Uno de esos casos podría ser la tregua ordenada por Donald Trump a Israel e Irán, que, por tanto, solo habrá pausado una guerra comenzada hace casi medio siglo cuando el ayatolá Ruhollah Jomeini, fundador de la República Islámica, declaró como su prioridad número uno "eliminar a la entidad sionista".
Desde cualquier punto de vista militar, Israel logró una gran victoria en la guerra detenida por Trump a los 12 días. Obtuvo el control total de los cielos iraníes en 48 horas, lo que permitió a los bombarderos B-2 estadounidenses destruir instalaciones nucleares iraníes clave en pocas horas y sin enfrentarse a ninguna resistencia.
Los israelíes también decapitaron a la jerarquía militar iraní, dominada por el Cuerpo de la Guardia Revolucionaria Islámica (CGRI), y aniquilaron el cuartel general de la Fuerza Quds, que durante décadas orquestó operaciones en Irak, Líbano, Siria, Gaza y Yemen.
Según estimaciones iraníes, al atacar más de 600 objetivos, el Estado judío destruyó o dañó gravemente las instalaciones militares y nucleares de la República Islámica, infligiendo daños estimados en más de 1,8 billones (trillion) de dólares. En una versión cakewalk de una estrategia militar clásica, los israelíes fueron capaces de atacar blancos en 20 de las 31 provincias sin perder un solo avión o piloto.
Según Fatemeh Mohajerani, portavoz del presidente iraní, Massoud Pezeshkian, los ataques se cobraron más de 600 vidas, entre ellas 54 de mujeres y niños. Veintitrés de los muertos eran generales de una o dos estrellas, mientras que otros 300 eran personal militar, incluidos suboficiales. Cuarenta y seis eran científicos y gestores nucleares. El total de heridos fue de 4.746. En territorio israelí, los muertos se cifraron en más de 30, de los cuales solo uno era un recluta de 18 años. Los heridos ascendieron a 3.238.
Normalmente, esto debería dejar a Israel como claro vencedor. Sin embargo, al igual en otros casos nombrados más arriba, Israel no sólo volvió a ganar fichas que no puede canjear, sino que incluso es descrito como el perdedor por el vencido y -más sorprendente aún- por algunos supuestos expertos en Estados Unidos y Europa.
Para complicar aún más el panorama, Trump también ha reclamado el título de vencedor. De quien puso fin a la guerra, "acabando para siempre con el programa nuclear iraní" e imponiendo un alto el fuego a las 24 horas de los ataques aéreos estadounidenses.
Irán ha intentado adelantarse al presidente estadounidense, empujando su propia reivindicación de victoria: "Rompimos los cuernos del toro estadounidense y le restregamos la cara contra el polvo", afirmó Muhamad-Reza Aref, asistente presidencial en Teherán.

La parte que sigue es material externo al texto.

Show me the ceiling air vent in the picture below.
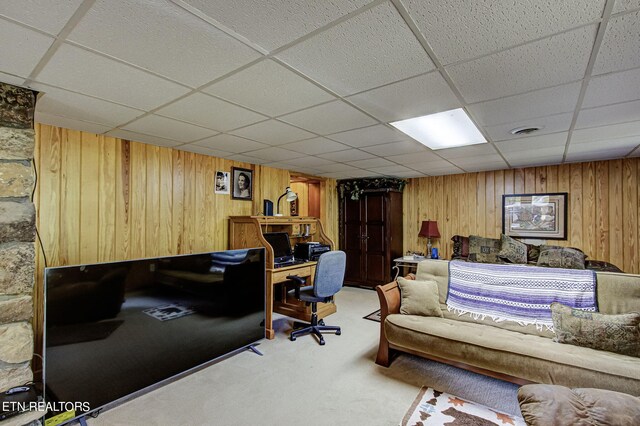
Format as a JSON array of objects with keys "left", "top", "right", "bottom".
[{"left": 509, "top": 126, "right": 542, "bottom": 135}]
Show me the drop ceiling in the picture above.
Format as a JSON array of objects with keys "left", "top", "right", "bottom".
[{"left": 0, "top": 0, "right": 640, "bottom": 178}]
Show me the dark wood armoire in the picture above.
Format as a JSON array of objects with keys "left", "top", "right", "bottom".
[{"left": 340, "top": 189, "right": 402, "bottom": 288}]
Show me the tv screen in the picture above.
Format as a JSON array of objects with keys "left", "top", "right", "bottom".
[
  {"left": 44, "top": 248, "right": 265, "bottom": 422},
  {"left": 262, "top": 232, "right": 293, "bottom": 263}
]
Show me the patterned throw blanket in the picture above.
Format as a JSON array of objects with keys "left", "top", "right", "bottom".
[{"left": 447, "top": 261, "right": 597, "bottom": 330}]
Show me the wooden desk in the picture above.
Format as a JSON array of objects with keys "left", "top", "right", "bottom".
[{"left": 229, "top": 216, "right": 336, "bottom": 339}]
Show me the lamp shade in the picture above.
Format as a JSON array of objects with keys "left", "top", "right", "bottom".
[{"left": 418, "top": 220, "right": 440, "bottom": 238}]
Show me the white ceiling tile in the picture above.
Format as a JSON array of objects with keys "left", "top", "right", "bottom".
[
  {"left": 361, "top": 140, "right": 427, "bottom": 157},
  {"left": 349, "top": 157, "right": 394, "bottom": 169},
  {"left": 571, "top": 121, "right": 640, "bottom": 145},
  {"left": 284, "top": 155, "right": 333, "bottom": 169},
  {"left": 384, "top": 169, "right": 425, "bottom": 178},
  {"left": 123, "top": 115, "right": 217, "bottom": 142},
  {"left": 330, "top": 124, "right": 407, "bottom": 148},
  {"left": 348, "top": 72, "right": 461, "bottom": 122},
  {"left": 282, "top": 138, "right": 350, "bottom": 155},
  {"left": 0, "top": 72, "right": 26, "bottom": 87},
  {"left": 613, "top": 0, "right": 640, "bottom": 13},
  {"left": 484, "top": 112, "right": 573, "bottom": 141},
  {"left": 495, "top": 132, "right": 568, "bottom": 155},
  {"left": 387, "top": 150, "right": 450, "bottom": 165},
  {"left": 32, "top": 84, "right": 144, "bottom": 128},
  {"left": 449, "top": 154, "right": 507, "bottom": 170},
  {"left": 204, "top": 60, "right": 335, "bottom": 117},
  {"left": 438, "top": 143, "right": 496, "bottom": 159},
  {"left": 176, "top": 144, "right": 233, "bottom": 158},
  {"left": 404, "top": 0, "right": 605, "bottom": 64},
  {"left": 36, "top": 44, "right": 189, "bottom": 110},
  {"left": 194, "top": 134, "right": 269, "bottom": 153},
  {"left": 34, "top": 111, "right": 111, "bottom": 135},
  {"left": 0, "top": 19, "right": 54, "bottom": 76},
  {"left": 410, "top": 162, "right": 464, "bottom": 176},
  {"left": 576, "top": 101, "right": 640, "bottom": 129},
  {"left": 280, "top": 101, "right": 375, "bottom": 135},
  {"left": 276, "top": 2, "right": 435, "bottom": 95},
  {"left": 318, "top": 149, "right": 375, "bottom": 161},
  {"left": 69, "top": 0, "right": 261, "bottom": 87},
  {"left": 582, "top": 68, "right": 640, "bottom": 108},
  {"left": 247, "top": 146, "right": 303, "bottom": 161},
  {"left": 227, "top": 154, "right": 268, "bottom": 164},
  {"left": 184, "top": 0, "right": 370, "bottom": 51},
  {"left": 104, "top": 127, "right": 182, "bottom": 147},
  {"left": 567, "top": 136, "right": 640, "bottom": 162},
  {"left": 507, "top": 153, "right": 564, "bottom": 167},
  {"left": 447, "top": 25, "right": 596, "bottom": 103},
  {"left": 0, "top": 0, "right": 82, "bottom": 35},
  {"left": 231, "top": 120, "right": 315, "bottom": 145},
  {"left": 468, "top": 83, "right": 581, "bottom": 126},
  {"left": 368, "top": 164, "right": 411, "bottom": 175},
  {"left": 592, "top": 12, "right": 640, "bottom": 75},
  {"left": 156, "top": 92, "right": 267, "bottom": 132}
]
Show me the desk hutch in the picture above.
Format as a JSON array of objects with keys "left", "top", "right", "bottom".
[{"left": 229, "top": 216, "right": 336, "bottom": 339}]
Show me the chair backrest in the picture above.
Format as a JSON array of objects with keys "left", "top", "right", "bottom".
[{"left": 313, "top": 250, "right": 347, "bottom": 297}]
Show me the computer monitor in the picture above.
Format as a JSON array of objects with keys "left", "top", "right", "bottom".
[{"left": 262, "top": 232, "right": 293, "bottom": 264}]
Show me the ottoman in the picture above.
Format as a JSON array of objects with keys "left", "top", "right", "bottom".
[{"left": 518, "top": 384, "right": 640, "bottom": 426}]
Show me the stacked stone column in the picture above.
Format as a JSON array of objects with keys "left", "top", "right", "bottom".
[{"left": 0, "top": 82, "right": 35, "bottom": 402}]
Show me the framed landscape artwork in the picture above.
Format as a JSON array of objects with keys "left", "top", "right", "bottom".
[{"left": 502, "top": 192, "right": 567, "bottom": 240}]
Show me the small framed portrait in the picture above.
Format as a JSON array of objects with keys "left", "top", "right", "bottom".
[
  {"left": 214, "top": 171, "right": 231, "bottom": 194},
  {"left": 231, "top": 167, "right": 253, "bottom": 200}
]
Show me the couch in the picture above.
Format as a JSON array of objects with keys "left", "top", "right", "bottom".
[{"left": 376, "top": 260, "right": 640, "bottom": 396}]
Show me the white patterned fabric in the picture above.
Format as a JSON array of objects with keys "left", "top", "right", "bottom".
[{"left": 447, "top": 261, "right": 597, "bottom": 330}]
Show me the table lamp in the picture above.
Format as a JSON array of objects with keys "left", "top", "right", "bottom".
[
  {"left": 276, "top": 187, "right": 298, "bottom": 216},
  {"left": 418, "top": 220, "right": 440, "bottom": 259}
]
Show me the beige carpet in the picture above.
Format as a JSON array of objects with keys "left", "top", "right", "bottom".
[{"left": 88, "top": 287, "right": 519, "bottom": 426}]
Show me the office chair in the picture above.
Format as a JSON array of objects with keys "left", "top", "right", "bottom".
[{"left": 287, "top": 250, "right": 347, "bottom": 345}]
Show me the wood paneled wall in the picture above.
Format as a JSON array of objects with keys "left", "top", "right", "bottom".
[
  {"left": 403, "top": 158, "right": 640, "bottom": 274},
  {"left": 34, "top": 124, "right": 338, "bottom": 360}
]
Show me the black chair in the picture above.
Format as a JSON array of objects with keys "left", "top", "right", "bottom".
[{"left": 287, "top": 250, "right": 347, "bottom": 345}]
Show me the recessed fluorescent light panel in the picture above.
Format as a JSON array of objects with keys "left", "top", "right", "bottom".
[{"left": 389, "top": 108, "right": 487, "bottom": 149}]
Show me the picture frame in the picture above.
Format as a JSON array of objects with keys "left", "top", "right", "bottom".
[
  {"left": 502, "top": 192, "right": 568, "bottom": 240},
  {"left": 214, "top": 170, "right": 231, "bottom": 195},
  {"left": 231, "top": 167, "right": 253, "bottom": 201}
]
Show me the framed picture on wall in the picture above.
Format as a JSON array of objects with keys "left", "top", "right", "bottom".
[
  {"left": 214, "top": 171, "right": 231, "bottom": 194},
  {"left": 231, "top": 167, "right": 253, "bottom": 200},
  {"left": 502, "top": 192, "right": 567, "bottom": 240}
]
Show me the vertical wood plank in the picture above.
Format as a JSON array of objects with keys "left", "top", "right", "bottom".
[
  {"left": 603, "top": 160, "right": 624, "bottom": 265},
  {"left": 80, "top": 133, "right": 100, "bottom": 263},
  {"left": 98, "top": 136, "right": 116, "bottom": 262},
  {"left": 614, "top": 158, "right": 640, "bottom": 274}
]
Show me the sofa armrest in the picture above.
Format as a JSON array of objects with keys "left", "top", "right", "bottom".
[{"left": 376, "top": 281, "right": 400, "bottom": 367}]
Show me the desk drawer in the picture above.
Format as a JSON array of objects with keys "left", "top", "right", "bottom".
[{"left": 272, "top": 266, "right": 315, "bottom": 283}]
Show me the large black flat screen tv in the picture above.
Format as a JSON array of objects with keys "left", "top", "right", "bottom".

La propaganda de Teherán hace mucho hincapié en que la contienda duró 12 días. "Los árabes liderados por Egipto se derrumbaron tras sólo seis días de guerra contra los sionistas en 1967", dice un editorial del sitio de noticias Tasnim del CGRI. "La República Islámica, sin embargo, resistió el ataque de los sionistas y su patrocinador estadounidense durante 12 días, y les obligó a suplicar un alto al fuego".
Los medios oficiales de Teherán citan a The New York Times, CNN y otras cadenas estadounidenses y europeas que ponen en duda las victoriosas afirmaciones de Trump, y ni hablar de las de Israel.
Una sucesión de dignatarios occidentales desfilaron por la prensa para respaldar el canto de victoria iraní, entre ellos John Mearsheimer, David Attenborough, Noam Chomsky y Jeffrey Sachs.
La declaración de victoria de Irán animó a ciertos ideólogos jomeinistas a reclamar preparativos para una nueva ronda de hostilidades.
"Hemos derrotado al Gran Satán y a su agente sionista", afirmó el general de una estrella Ibrahim Jabbari. "Pero no debemos dejar que las cosas acaben ahí. Debemos mantener nuestra bota en el cuello de Netanyahu hasta que se asfixie".
Una vez más en la historia de Oriente Próximo, una tregua apresurada por cálculos políticos de corto plazo acabará prolongando una guerra que acarrea décadas de antigüedad, y que en cada nueva fase se vuelve más mortífera.